The modest rebound in oil could not have come at a more important time, just as the black gold was sliding and set to retest the $40 support level, below which JPM believes SWF would resume liquidation. Crude entered a bear market last week and the outlook remains clouded as Saudi Arabia and Iran refuse to give ground in their war for market share, with both boosting output just days after OPEC announced an informal meeting to discuss ways to stabilize falling prices. Exacerbating the problem is global demand, which remains weak even as policy makers from Frankfurt to Tokyo engage in unprecedented stimulus to boost their economies. A strengthening jobs market in the U.S. has yet to convince traders that the world’s biggest economy is strong enough for the Federal Reserve to raise interest rates this year.

(Zero Hedge) – The summer doldrums continue with another listless overnight session, not helpd by Japan markets which are closed for holiday, as Asian stocks fell fractionally, while European stocks rebounded as oil trimmed losses after the the IEA said pent-up demand would absorb record crude output (something they have said every single month). S&P futures have wiped out almost all of yesterday’s losses and were up over 0.2% in early trading.

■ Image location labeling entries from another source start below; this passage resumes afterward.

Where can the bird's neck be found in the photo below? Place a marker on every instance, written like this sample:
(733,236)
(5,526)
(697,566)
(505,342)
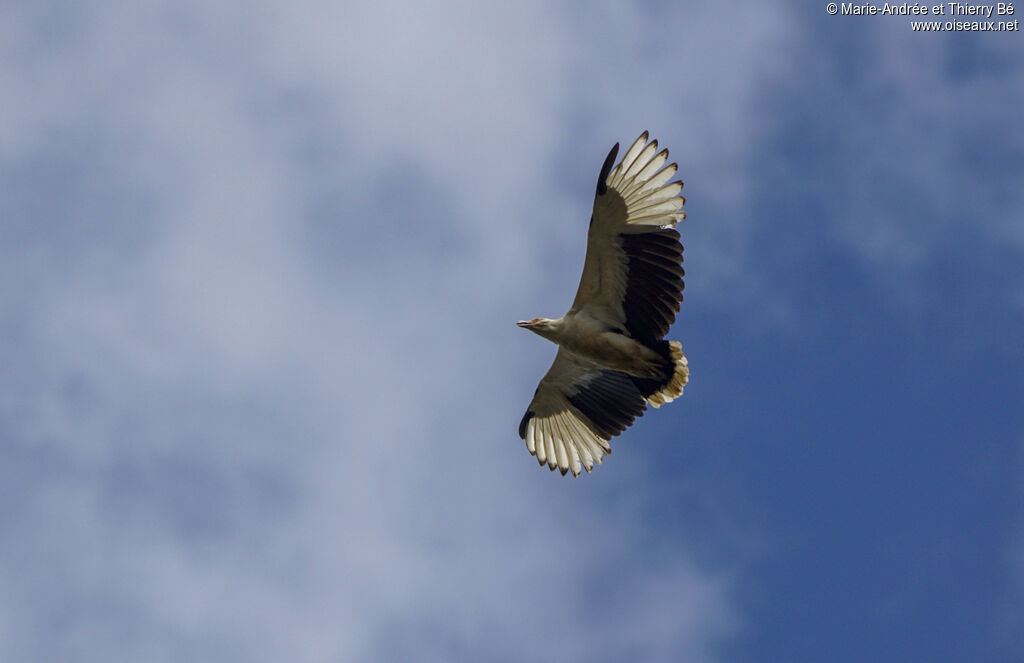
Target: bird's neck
(553,330)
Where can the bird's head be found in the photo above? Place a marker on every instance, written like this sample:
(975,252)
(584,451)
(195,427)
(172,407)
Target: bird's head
(541,326)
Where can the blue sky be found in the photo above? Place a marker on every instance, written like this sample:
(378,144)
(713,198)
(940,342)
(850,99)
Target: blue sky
(261,265)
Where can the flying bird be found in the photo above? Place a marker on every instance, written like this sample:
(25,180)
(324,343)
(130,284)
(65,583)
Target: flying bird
(612,359)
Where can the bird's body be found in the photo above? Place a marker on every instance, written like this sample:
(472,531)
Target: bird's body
(612,360)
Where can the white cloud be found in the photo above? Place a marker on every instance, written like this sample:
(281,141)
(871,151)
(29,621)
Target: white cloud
(237,444)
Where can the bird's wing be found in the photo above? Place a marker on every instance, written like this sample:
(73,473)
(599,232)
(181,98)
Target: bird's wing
(633,275)
(577,409)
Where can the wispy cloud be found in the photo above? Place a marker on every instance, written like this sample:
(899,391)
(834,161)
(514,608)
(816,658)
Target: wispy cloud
(260,274)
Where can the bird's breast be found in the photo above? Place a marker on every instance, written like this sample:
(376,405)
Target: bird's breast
(605,345)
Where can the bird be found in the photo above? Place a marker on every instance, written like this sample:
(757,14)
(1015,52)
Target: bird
(612,358)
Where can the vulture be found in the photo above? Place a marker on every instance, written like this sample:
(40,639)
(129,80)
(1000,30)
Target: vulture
(612,359)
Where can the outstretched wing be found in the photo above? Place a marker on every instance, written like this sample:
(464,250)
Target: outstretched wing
(633,275)
(577,409)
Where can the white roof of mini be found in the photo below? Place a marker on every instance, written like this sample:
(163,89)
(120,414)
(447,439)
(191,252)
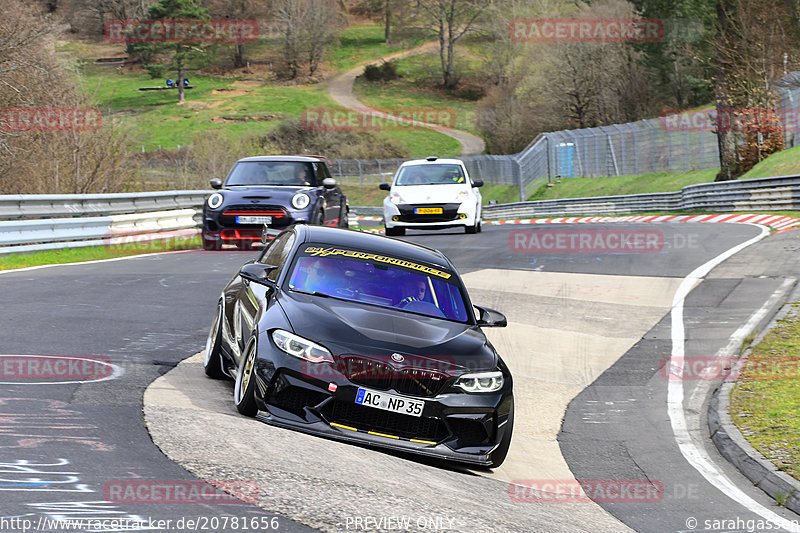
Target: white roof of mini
(434,162)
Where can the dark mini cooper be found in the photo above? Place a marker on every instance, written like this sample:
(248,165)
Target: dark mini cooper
(367,339)
(273,191)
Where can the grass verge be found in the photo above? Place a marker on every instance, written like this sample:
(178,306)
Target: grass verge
(766,398)
(95,253)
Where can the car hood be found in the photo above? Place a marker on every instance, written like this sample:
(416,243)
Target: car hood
(276,194)
(358,329)
(422,194)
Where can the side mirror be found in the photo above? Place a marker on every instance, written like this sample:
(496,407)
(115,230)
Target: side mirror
(491,318)
(257,273)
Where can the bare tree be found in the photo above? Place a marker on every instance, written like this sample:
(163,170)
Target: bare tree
(308,26)
(450,20)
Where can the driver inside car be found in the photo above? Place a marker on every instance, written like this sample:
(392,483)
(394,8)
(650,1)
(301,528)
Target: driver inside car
(416,292)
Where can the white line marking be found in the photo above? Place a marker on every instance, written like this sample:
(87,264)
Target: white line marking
(691,449)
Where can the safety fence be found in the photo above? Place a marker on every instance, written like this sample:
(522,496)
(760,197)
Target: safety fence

Europe’s Stoxx 600 rose 0.4% with miners and energy producers trimming losses, as crude pared a drop of as much as 1.5 percent after the IEA forecast, Bloomberg reports. Asian equities fell. New Zealand’s dollar surged to a one-year high after the country’s central bank cut interest rates and signaled a more gradual easing path than some investors had anticipated. Nickel snapped a four-day advance. Ukraine’s 2019 Eurobond fell the most since June amid signs tension is increasing with Russia.

The modest rebound in oil could not have come at a more important time, just as the black gold was sliding and set to retest the $40 support level, below which JPM believes SWF would resume liquidation. Crude entered a bear market last week and the outlook remains clouded as Saudi Arabia and Iran refuse to give ground in their war for market share, with both boosting output just days after OPEC announced an informal meeting to discuss ways to stabilize falling prices. Exacerbating the problem is global demand, which remains weak even as policy makers from Frankfurt to Tokyo engage in unprecedented stimulus to boost their economies. A strengthening jobs market in the U.S. has yet to convince traders that the world’s biggest economy is strong enough for the Federal Reserve to raise interest rates this year.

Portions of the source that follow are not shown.